Photo of an Eastern Bluebird dad feeding his fledgling kid.
I spotted this scene as I was walking past the sliding glass door this morning. Fortunately my camera was near at hand.
One reason I started this blog is because I know most people don’t get to see things like this every day. I share photos on Facebook and get many likes, comments and questions.

Another reason I started this blog is because my friends say: “You get so many birds in your yard, you’re so lucky!”
Let us go back in time, once upon a time, long ago in cold dark winter, before we had these bluebirds living in our backyard where we can see them every day. Maybe I can help change your luck…
In January I was snowshoeing in the marsh behind our house and I saw a flock of bluebirds feeding on the red berries of winterberry holly. I thought: so, they are around in winter! Why don’t they visit our feeders?

A short Google search later, I had learned that Eastern Bluebirds do not eat the sunflower seeds we were putting out in tube feeders all winter and they cannot cling well to a suet feeder. Yes, Backyard Bird Feeding 101.
So I ordered a feeder that bluebirds can use. This is it. It works! It attracted not only bluebirds but other new birds as well.


(Click the pic and you can buy it on Amazon. If you do, I get 4% commission to keep me in bird feed. I will NEVER recommend or link to a product I have not already tried and liked.)
I served up some whole peanuts and dried mealworms from Agway and some peanut butter suet dough I ordered from Audubon Workshop. (Recipe to make your own dough is here on Sialis.org.) Four or five bluebirds – and other birds too! – began visiting right away.
Important note: We check and fill our feeders EVERY day, sometimes two or three times a day. They are in a convenient location and easy to see and be reminded. The birds can rely on the food source and they become accustomed to the people who feed them.

“Hello, honey, over here!” Mr. Bluebird picks out a home.
By early March, a pair of bluebirds had staked out their territory, helped along by our purchase and installation of a Gilbertson PVC Bluebird House
from Amazon.
I had researched nest boxes starting at Sialis.org and settled on the Gilbertson type, which was recommended on a number of bird-friendly sites.
My husband bought the pole, a 5-foot, 1/2-inch piece of galvanized steel electrical conduit, at Home Depot. He pounded a 2-foot piece of rebar through two feet of snow and into the frozen ground then slipped the conduit over it, with a clamp on it so it wouldn’t spin around. The nest box slips right down on the pole.
(We also bought a heated birdbath.
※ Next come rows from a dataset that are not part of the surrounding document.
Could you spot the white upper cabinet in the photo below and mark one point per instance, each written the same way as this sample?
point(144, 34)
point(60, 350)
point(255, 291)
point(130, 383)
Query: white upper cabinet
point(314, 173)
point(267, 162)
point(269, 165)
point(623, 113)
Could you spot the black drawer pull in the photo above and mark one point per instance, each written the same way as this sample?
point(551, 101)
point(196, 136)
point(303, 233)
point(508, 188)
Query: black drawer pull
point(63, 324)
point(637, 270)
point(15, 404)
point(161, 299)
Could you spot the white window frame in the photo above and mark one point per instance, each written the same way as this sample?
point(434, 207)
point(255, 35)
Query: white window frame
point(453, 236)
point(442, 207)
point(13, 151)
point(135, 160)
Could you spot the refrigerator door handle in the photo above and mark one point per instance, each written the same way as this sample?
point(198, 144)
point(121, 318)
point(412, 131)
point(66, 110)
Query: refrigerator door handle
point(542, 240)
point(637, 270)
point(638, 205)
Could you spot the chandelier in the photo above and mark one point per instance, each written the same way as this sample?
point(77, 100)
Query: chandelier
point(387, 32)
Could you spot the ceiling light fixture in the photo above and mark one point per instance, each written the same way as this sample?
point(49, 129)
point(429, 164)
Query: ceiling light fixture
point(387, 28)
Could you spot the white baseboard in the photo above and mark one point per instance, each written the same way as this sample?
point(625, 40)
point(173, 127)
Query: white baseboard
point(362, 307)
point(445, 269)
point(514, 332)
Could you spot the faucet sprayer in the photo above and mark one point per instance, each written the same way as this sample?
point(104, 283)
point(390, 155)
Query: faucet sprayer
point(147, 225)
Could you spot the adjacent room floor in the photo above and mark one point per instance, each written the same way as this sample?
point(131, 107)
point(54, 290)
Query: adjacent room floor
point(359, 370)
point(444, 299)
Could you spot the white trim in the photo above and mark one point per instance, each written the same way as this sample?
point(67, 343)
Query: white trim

More on that later. But adding water to your backyard is a huge factor in attracting birds, and our bluebirds seem especially thirsty.)

On Easter, April 20, we checked the nest box and found a clutch of five little eggs. Nice color!
It is easy to remove the bottom PVC portion from the wooden lid, with just a careful pinching together of the lightweight plastic sides to unhook them from the screws, to look inside. The bluebirds don’t seem to mind this, but we didn’t overdo it.

Food delivery for the hatchlings! Photo taken on May 7.
Lots of back and forth for a few weeks. They caught many fresh insects and worms, but definitely seemed to appreciate the ease of stopping at the feeder now and then.

May 7: Five bluebird babies in a cozy nest of pine needles (with a couple of chicken feathers underneath, we discovered later).
So unbelievably tiny.

The parents were good about feeding the babies… up until the couple of days they fledged and left the nest, May 18 and 19.
Four of the five nestlings were ready to be fledglings. But there was a runt left in the nest, not developed enough to have grown all its flight feathers. After a day the parents stopped feeding it, while continuing to fly around feeding the others up in the trees.
I wasn’t sure whether I should intervene and when I finally did it was too late. So one baby bluebird was “buried” under a little moss blanket out in the woods.

Today was the first day I got a good look at the next generation, when this one followed its father to the feeders.
No wonder I have had trouble spotting them in the trees – they are not very blue yet. They are wearing their woodland camouflage.

The female Eastern Bluebird perched on a feeder pole, near sunset.
Our backyard pair have tidied up their nest and are visiting the box again. I think they are getting ready to raise a second brood this season.
Have you had success with bluebirds? What worked for you?